Public Health Protections Lag Behind Tobacco Safeguards
New Zealand has made strides in protecting public health policy from tobacco industry interference by joining the World Health Organisation’s Framework Convention on Tobacco Control. Since 2005, this agreement has recognised the “irreconcilable conflict” between the tobacco industry’s interests and public health. Ministries must now document and justify any contact with tobacco representatives. Yet, no such policy applies to the alcohol industry, according to The Spinoff.
Although the Ministry of Health is considering new rules for engagement with the alcohol lobby, current practices expose officials to industry manipulation and interference. The disparity is stark and unjustifiable, given the scale of harm alcohol causes.
The analogy to Big Tobacco their conflict of interest and safeguards against their lobbying and political interference is compelling because already in 2014, Movendi International President Kristina Sperkova presented evidence about how and why Big Tobacco and Big Alcohol collaborate and partner to advance their profit maximization agenda. These ties are institutional and deep, as Movendi International illustrated in 2023. And landmark research is increasingly shedding light on how major alcohol companies collaborate with Big Tobacco front groups to shape science and policy.
The alcohol industry helps advance the interests of the tobacco industry – and vice versa.
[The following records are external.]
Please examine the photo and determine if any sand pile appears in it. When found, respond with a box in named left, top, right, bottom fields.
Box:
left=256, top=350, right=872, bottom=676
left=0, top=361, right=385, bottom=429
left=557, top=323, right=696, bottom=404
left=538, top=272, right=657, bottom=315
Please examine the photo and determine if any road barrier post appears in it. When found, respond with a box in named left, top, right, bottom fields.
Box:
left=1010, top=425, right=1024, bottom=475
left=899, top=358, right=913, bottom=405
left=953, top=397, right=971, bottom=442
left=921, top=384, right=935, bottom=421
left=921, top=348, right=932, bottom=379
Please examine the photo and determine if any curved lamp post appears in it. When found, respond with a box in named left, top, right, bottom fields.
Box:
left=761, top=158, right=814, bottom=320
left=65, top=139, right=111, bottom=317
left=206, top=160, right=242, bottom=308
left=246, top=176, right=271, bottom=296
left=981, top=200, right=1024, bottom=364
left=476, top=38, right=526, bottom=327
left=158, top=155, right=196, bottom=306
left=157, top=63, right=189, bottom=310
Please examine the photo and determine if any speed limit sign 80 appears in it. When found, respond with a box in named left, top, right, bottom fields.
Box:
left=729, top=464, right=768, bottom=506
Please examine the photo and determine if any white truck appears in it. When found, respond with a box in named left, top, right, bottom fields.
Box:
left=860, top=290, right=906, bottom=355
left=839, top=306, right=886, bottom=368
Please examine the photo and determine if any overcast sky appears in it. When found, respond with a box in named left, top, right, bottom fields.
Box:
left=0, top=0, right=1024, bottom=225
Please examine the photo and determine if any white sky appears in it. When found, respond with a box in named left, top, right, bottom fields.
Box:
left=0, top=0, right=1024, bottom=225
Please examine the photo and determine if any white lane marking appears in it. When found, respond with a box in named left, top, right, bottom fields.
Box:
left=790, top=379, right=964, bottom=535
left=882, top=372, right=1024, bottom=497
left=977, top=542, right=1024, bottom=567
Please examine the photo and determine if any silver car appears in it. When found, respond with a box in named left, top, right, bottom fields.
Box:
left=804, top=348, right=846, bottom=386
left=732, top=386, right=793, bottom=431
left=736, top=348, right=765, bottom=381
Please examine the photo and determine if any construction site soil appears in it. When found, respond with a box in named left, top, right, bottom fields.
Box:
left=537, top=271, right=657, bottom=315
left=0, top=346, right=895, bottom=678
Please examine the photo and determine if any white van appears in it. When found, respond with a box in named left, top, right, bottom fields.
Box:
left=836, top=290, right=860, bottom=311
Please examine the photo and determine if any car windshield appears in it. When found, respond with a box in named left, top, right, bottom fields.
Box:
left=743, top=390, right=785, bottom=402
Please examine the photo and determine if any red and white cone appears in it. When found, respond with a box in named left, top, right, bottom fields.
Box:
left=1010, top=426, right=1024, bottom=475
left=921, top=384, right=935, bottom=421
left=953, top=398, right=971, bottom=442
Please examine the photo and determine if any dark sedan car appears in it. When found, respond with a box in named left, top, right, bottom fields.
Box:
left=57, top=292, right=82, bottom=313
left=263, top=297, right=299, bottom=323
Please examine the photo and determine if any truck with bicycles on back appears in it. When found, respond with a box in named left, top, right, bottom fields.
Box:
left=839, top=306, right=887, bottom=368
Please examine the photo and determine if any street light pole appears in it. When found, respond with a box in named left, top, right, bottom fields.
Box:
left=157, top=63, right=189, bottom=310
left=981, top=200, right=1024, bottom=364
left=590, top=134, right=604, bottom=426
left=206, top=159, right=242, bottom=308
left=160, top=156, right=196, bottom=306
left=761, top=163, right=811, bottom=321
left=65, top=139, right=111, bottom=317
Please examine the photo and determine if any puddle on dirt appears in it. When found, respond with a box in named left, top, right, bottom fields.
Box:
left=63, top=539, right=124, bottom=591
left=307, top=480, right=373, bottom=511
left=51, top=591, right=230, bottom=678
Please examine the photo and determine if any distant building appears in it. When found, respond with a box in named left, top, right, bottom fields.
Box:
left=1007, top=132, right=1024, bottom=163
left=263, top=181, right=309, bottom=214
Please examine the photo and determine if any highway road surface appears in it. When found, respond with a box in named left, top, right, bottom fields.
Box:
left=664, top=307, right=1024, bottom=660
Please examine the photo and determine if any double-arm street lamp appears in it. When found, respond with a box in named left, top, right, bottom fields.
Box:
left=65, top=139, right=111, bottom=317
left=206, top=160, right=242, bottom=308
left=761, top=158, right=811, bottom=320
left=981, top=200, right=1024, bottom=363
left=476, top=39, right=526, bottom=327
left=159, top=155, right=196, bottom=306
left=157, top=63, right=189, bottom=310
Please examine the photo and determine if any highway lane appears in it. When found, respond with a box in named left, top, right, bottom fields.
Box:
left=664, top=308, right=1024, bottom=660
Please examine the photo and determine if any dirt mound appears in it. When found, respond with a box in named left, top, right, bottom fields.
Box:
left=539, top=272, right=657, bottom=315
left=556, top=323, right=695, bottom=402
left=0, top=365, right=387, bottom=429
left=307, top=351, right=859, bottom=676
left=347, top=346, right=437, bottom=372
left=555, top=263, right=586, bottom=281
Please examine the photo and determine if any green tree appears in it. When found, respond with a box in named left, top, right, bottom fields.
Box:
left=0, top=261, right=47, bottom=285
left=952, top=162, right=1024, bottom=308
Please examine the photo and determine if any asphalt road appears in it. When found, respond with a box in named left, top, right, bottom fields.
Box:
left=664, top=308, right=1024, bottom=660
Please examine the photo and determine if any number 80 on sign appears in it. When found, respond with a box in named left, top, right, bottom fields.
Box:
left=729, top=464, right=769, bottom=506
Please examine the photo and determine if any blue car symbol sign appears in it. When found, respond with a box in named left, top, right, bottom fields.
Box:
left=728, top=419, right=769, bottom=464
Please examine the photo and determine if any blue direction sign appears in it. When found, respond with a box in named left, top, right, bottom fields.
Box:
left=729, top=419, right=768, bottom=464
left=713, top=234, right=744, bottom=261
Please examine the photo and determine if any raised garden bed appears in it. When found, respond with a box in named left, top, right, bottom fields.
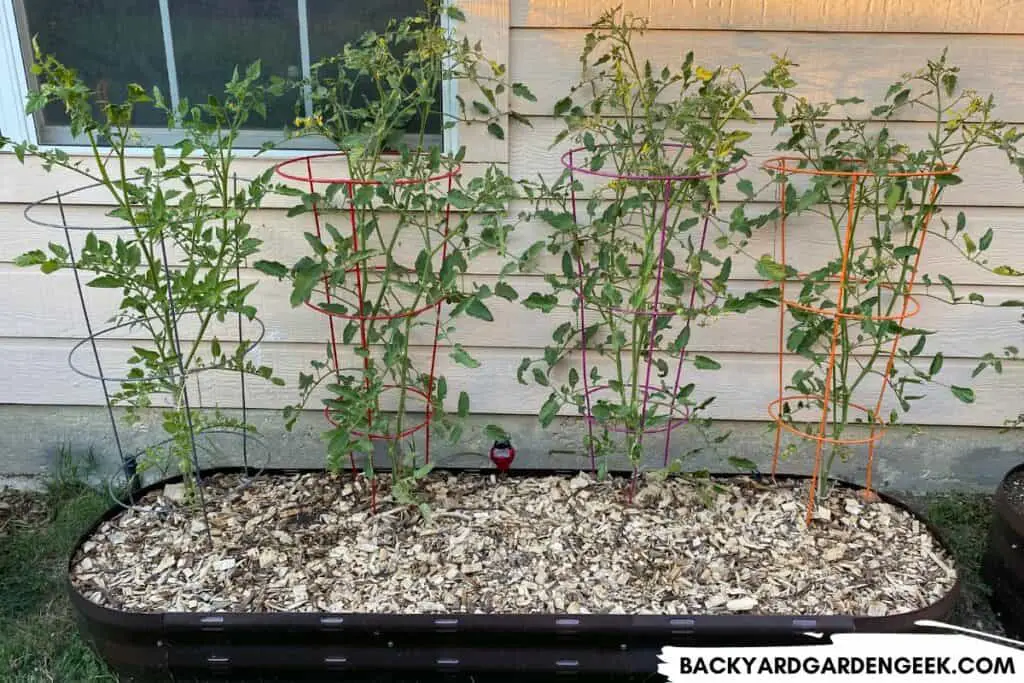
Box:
left=69, top=468, right=958, bottom=676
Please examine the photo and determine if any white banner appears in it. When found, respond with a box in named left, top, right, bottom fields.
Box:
left=657, top=622, right=1024, bottom=683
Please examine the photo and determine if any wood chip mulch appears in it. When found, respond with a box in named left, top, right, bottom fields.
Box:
left=72, top=473, right=956, bottom=615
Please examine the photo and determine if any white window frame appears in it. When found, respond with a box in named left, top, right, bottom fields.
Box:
left=0, top=0, right=460, bottom=159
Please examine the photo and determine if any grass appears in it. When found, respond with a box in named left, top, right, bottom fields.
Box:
left=0, top=464, right=1001, bottom=683
left=0, top=480, right=117, bottom=683
left=919, top=492, right=1002, bottom=634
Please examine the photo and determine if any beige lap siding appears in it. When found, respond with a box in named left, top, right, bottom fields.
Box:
left=0, top=0, right=1024, bottom=426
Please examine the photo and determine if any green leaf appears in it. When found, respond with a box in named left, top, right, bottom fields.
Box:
left=452, top=344, right=480, bottom=368
left=495, top=282, right=519, bottom=301
left=487, top=122, right=505, bottom=140
left=910, top=335, right=927, bottom=355
left=466, top=298, right=495, bottom=323
left=14, top=249, right=47, bottom=268
left=86, top=275, right=124, bottom=289
left=522, top=292, right=558, bottom=313
left=693, top=355, right=722, bottom=370
left=253, top=261, right=288, bottom=280
left=757, top=254, right=785, bottom=283
left=949, top=384, right=974, bottom=403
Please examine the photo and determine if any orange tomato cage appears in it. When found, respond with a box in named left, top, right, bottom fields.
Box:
left=762, top=157, right=956, bottom=524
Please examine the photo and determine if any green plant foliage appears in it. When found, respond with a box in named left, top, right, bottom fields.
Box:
left=0, top=45, right=284, bottom=497
left=759, top=52, right=1024, bottom=505
left=255, top=1, right=531, bottom=501
left=519, top=9, right=795, bottom=483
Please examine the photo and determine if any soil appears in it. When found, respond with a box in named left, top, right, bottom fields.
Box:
left=72, top=473, right=956, bottom=615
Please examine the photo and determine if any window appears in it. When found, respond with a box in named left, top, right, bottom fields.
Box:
left=0, top=0, right=446, bottom=147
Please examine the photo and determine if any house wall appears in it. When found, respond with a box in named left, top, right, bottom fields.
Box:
left=0, top=0, right=1024, bottom=489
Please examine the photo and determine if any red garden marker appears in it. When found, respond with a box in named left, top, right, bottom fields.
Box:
left=490, top=440, right=515, bottom=472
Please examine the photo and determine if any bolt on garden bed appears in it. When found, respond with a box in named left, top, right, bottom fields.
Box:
left=71, top=471, right=956, bottom=616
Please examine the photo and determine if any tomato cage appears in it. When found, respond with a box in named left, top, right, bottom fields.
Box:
left=561, top=142, right=746, bottom=474
left=24, top=175, right=270, bottom=546
left=763, top=157, right=956, bottom=523
left=274, top=152, right=461, bottom=476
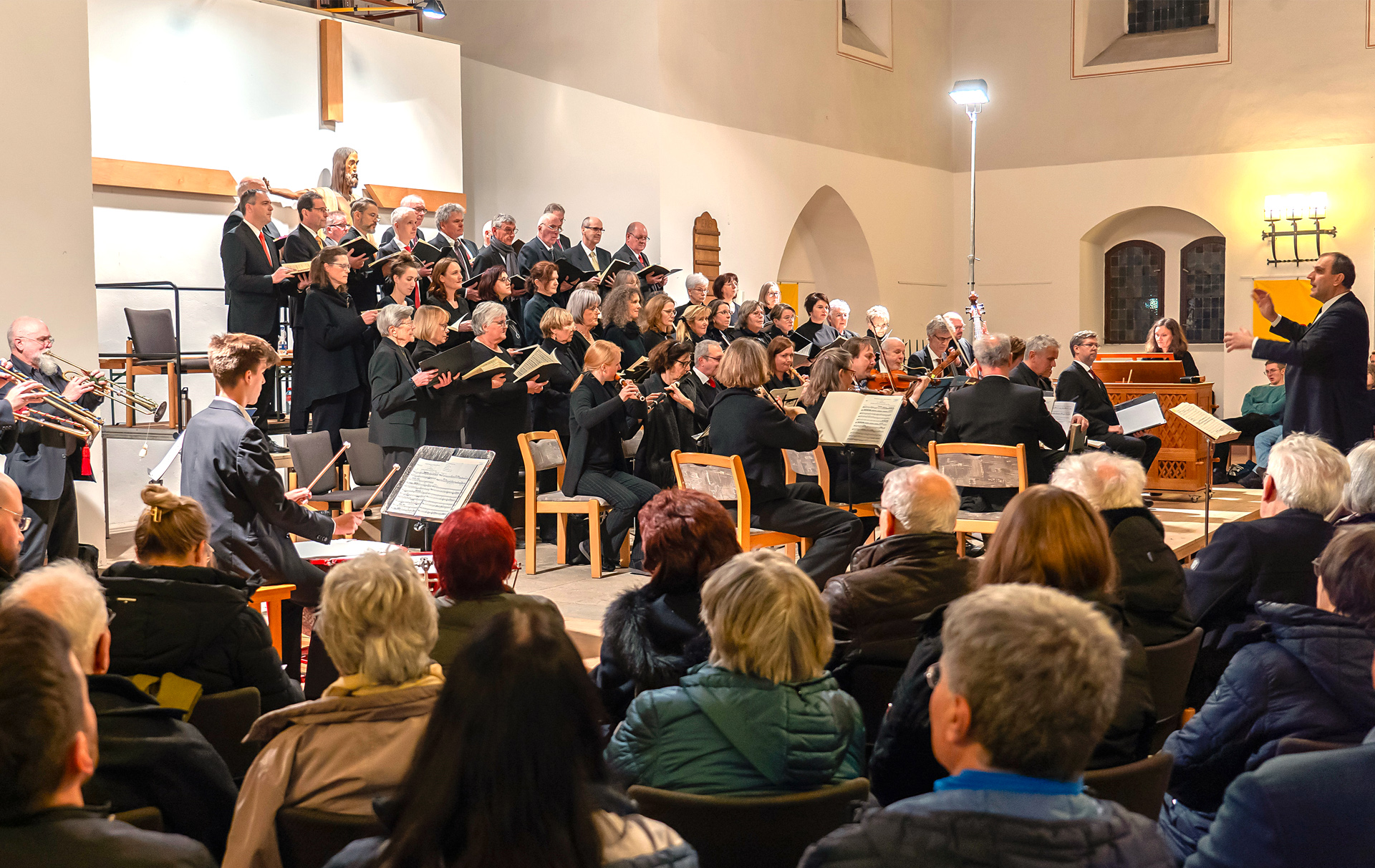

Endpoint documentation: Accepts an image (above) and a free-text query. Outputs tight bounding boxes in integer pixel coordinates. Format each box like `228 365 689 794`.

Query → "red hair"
433 503 516 599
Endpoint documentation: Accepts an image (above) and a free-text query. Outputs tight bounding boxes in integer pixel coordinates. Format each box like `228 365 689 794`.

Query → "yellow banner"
1251 279 1323 342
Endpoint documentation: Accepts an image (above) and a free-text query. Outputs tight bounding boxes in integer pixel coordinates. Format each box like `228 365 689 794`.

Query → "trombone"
47 352 168 423
0 360 100 440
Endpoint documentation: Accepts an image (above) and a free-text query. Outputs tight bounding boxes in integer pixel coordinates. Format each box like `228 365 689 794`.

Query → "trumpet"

This reality further elevates the concerns about Official Information Act findings that senior officials in New Zealand’s Public Health Agency are “expected” to work directly with industry groups representing wine, beer, liquor, and hospitality sectors.
Public Support for Reform Is Strong
Most New Zealanders want change. A recent poll in The Spinoff found that 71% of the population believe the alcohol industry should have no role in developing alcohol policy.
This broad public support provides a clear mandate for policymakers to act.
Alcohol (and tobacco) industry lobby groups have no role in shaping public health policy. Transparency and accountability are essential to protect people’s health and ensure public funds like the alcohol levy are used effectively. This matters so that alcohol policy is geared towards people’s best interest, not Big Alcohol’s private profit interests. To do achieve this, clear, enforceable rules are needed to exclude alcohol industry interests from health policy making. This includes:
- Ensuring public health experts and communities lead alcohol harm prevention efforts;
- Requiring full transparency for all alcohol industry interactions (if they must take place); and
- Aligning alcohol policy with WHO’s Global Alcohol Action Plan 2022–2030, which explicitly urges governments to shield policy from vested interests.